Giorno 2 anno Domini 2020. Non so se il destino mi assegnerà la possibilità di incrociare, se ci sarà, un nipote. Certo che vorrei abbracciarlo e stringerlo a me: accadesse, vorrebbe dire che la dea bendata mi ha baciato. Mi piacerebbe raccontargli i tantissimi errori che ho commesso, le poche cose buone che credo di aver fatto, e, soprattutto, ciò che è successo all'improvviso nelle nostre vite in questi mesi del 2020. Esistenze più o meno segnate dall'ansia del futuro, dal timore del presente.
Vite spese nell'incertezza, beati coloro che non l'hanno mai provata e non la provano, messe alle strette da un nemico invisibile ed insidiosissimo. Gli direi che ci aveva costretti a mettere ordine nelle nostre vite confuse, a fare i conti con l'irresponsabilità, a ripensare il nostro rapporto con le regole. Perchè in quel tempo, mentre chiedevamo ad alta voce che fossero durissime e stringenti per gli altri, ci organizzavamo per aggirarle e mostrarci più furbi.

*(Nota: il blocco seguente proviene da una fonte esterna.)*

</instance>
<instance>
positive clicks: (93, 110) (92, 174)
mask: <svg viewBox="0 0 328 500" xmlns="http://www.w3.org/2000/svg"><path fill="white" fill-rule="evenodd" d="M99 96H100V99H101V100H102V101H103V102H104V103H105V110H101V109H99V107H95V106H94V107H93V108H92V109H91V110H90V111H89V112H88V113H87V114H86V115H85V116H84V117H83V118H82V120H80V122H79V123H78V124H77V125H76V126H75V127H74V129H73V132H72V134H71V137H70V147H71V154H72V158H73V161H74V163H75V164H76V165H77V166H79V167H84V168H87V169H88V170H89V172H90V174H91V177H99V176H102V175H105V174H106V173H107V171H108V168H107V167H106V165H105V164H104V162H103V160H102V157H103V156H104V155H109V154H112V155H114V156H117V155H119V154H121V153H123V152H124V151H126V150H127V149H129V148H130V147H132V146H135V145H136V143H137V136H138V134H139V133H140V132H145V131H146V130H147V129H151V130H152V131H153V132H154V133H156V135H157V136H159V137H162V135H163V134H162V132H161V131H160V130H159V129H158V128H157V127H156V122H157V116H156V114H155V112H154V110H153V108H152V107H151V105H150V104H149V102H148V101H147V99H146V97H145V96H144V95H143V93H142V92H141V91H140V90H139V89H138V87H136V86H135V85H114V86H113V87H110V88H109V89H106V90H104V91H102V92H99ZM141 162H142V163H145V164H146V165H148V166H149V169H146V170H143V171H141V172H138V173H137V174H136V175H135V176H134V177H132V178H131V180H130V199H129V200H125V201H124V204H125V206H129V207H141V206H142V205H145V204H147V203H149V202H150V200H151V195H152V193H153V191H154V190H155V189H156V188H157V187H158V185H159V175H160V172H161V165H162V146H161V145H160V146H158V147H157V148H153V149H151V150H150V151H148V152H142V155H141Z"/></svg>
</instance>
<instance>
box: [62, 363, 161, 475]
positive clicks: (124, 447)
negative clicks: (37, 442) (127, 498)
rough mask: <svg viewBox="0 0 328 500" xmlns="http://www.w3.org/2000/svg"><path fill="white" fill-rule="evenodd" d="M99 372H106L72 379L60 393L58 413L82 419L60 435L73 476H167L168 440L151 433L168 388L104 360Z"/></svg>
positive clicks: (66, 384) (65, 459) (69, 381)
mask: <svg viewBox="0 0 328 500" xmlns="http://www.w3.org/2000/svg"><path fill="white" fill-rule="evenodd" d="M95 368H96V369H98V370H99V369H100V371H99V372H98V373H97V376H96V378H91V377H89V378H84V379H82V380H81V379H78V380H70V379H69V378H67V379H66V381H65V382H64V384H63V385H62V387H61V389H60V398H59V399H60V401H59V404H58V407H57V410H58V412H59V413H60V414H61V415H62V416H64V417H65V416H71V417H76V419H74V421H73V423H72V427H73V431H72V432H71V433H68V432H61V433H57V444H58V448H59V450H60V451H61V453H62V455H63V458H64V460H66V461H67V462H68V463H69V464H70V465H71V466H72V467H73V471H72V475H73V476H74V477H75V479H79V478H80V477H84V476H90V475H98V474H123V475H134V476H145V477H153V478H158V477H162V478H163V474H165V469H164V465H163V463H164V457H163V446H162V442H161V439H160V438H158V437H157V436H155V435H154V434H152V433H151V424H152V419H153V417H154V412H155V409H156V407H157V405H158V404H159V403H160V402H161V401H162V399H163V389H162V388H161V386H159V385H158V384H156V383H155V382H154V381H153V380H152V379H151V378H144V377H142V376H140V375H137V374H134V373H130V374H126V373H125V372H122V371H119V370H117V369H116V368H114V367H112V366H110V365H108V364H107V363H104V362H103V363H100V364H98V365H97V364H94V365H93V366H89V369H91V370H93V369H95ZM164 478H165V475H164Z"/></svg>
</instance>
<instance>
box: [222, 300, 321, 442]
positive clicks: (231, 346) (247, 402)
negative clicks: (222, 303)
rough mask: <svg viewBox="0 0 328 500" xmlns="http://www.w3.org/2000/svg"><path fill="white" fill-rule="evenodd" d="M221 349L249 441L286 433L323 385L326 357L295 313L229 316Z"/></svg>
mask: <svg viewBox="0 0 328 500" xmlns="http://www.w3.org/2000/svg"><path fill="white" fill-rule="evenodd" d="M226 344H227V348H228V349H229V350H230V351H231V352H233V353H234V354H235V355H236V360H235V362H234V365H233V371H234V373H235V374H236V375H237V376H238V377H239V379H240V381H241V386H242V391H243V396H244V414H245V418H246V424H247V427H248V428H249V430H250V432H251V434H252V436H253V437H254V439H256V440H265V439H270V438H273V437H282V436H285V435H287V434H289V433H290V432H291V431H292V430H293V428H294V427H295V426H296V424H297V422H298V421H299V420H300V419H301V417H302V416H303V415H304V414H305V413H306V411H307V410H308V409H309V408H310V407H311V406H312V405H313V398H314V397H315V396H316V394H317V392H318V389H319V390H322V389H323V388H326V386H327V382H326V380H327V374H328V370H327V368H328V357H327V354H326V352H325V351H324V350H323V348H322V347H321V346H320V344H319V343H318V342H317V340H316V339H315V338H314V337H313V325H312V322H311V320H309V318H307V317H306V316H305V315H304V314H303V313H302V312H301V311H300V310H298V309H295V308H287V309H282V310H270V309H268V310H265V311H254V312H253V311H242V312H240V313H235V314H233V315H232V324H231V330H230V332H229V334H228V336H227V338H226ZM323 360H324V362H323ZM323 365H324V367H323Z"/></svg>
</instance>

Ci era sempre o quasi andata bene, ma poi non era stato più così. Gli ricorderei le imprecazioni contro quel maledetto Covid-19 che ci aveva obbligati a stare rintanati in casa e ad uscire solo per motivi urgenti. Mancava solo il maledetto, ad incasinare ulteriormente il mondo. Come se non fossero bastate già le preoccupazioni che ci assillavano, come se non fossero state già sufficienti le malattie contro le quali combattevamo, aggrappandoci disperatamente alla speranza che, ad un tratto, sparissero e ci restituissero la serenità che da tempo avevamo perso.
Mancavi solo tu, Covid-19, a rarefare ancora di più le nostre capacità di relazione. Ci guardavamo con sospetto l'uno con l'altro, provavamo a cogliere ogni accenno di un sintomo che potesse rappresentare un pericolo. Dovevamo stare a distanza l'uno dall'altro, camminavamo con la sensazione che qualcuno ci stesse seguendo per azzannarci. Contavamo i giorni, avevamo smesso di seguire costantemente la tv per evitare di ascoltare la contabilità quotidiana della morte, di guardare immagini che ci provocavano una stretta al cuore.

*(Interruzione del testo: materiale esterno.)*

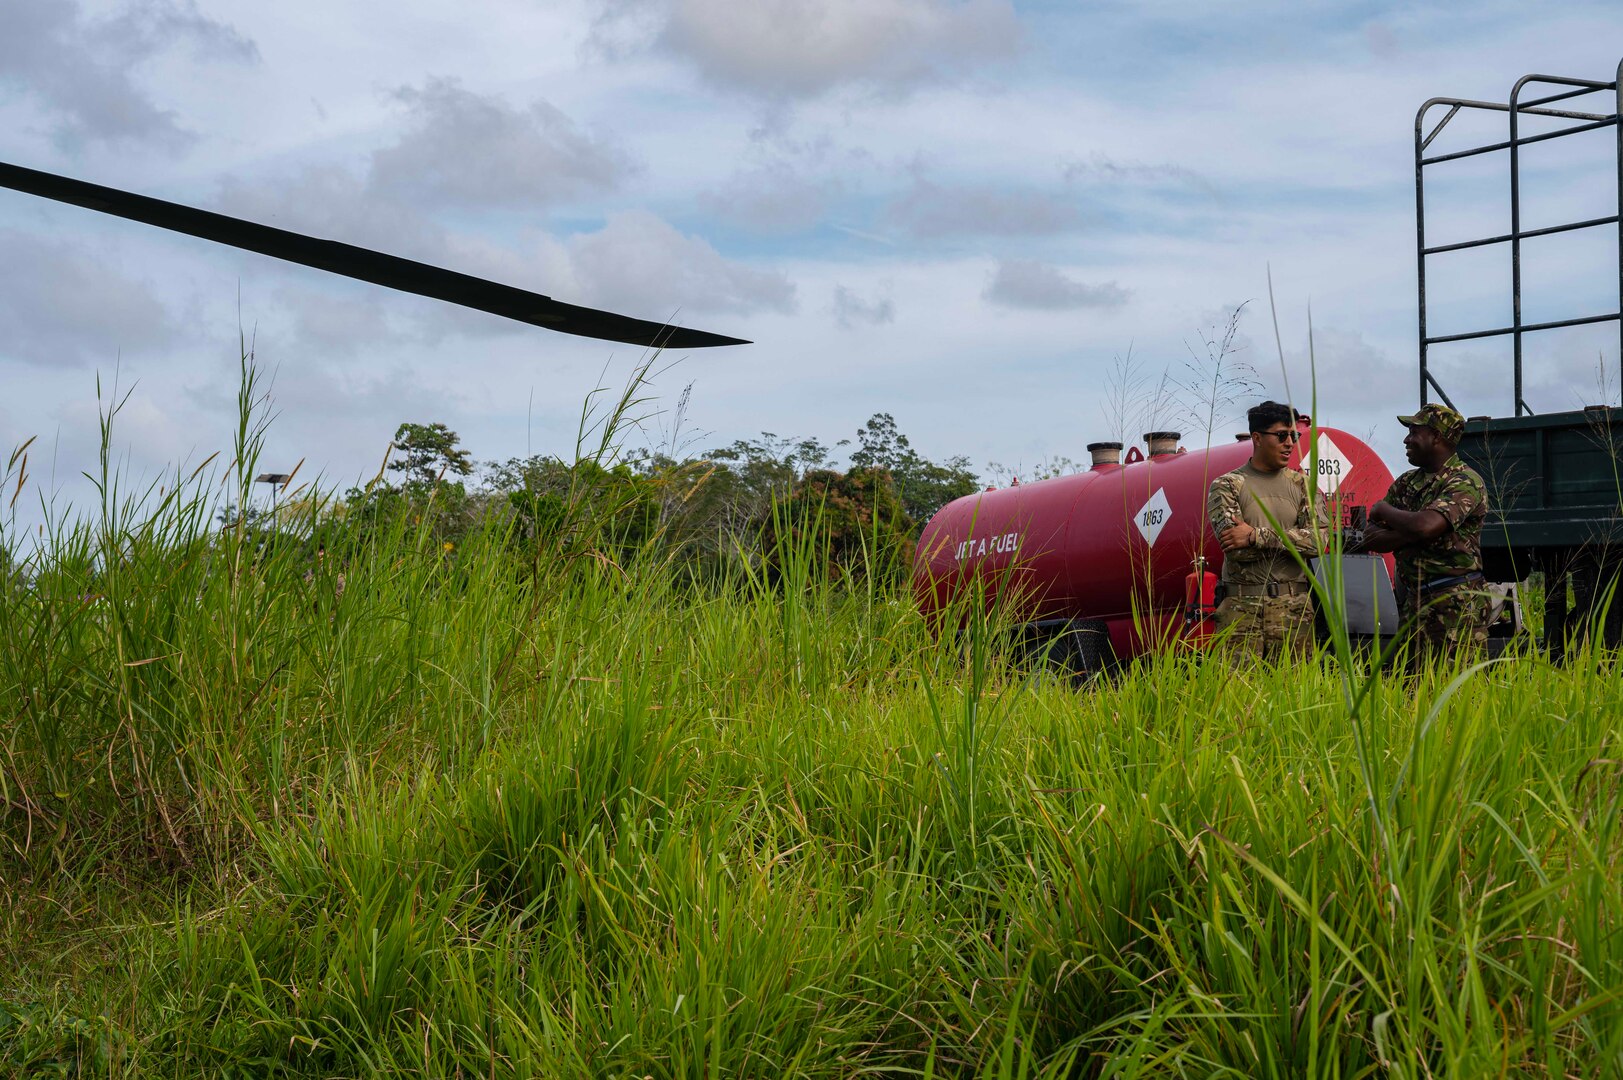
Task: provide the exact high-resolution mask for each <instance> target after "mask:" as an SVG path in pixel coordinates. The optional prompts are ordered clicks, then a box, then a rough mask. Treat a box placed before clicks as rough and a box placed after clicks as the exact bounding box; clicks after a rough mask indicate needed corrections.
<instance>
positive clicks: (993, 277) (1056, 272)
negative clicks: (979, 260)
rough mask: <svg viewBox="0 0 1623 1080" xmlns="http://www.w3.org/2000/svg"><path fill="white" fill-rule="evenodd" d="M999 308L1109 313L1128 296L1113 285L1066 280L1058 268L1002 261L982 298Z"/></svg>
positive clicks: (1015, 259)
mask: <svg viewBox="0 0 1623 1080" xmlns="http://www.w3.org/2000/svg"><path fill="white" fill-rule="evenodd" d="M982 296H984V297H985V299H987V302H990V304H997V305H998V307H1018V309H1027V310H1042V312H1063V310H1076V309H1084V307H1097V309H1112V307H1121V305H1123V304H1126V300H1128V297H1130V296H1131V294H1130V292H1128V291H1126V289H1123V287H1121V286H1118V284H1117V283H1115V281H1107V283H1104V284H1086V283H1081V281H1073V279H1071V278H1068V276H1065V273H1063V271H1060V270H1058V268H1057V266H1050V265H1048V263H1039V261H1034V260H1029V258H1005V260H1001V261H998V268H997V270H995V271H993V273H992V281H990V283H988V284H987V291H985V292H984V294H982Z"/></svg>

Avevamo rivalutato tutti coloro che i libri li avevano studiati a lungo, e non solamente esposti nel salotto perchè faceva chic, avevamo ringraziato, eccome se li avevamo ringraziati, medici e scienziati. Poi, un giorno, il buio era scomparso ed eri arrivato tu. Ed io avevo avuto la fortuna di poterti spiegare che ce l'avevamo fatta, nonostante molti di noi non conoscessero il significato del termine rispetto: per sé e per gli altri.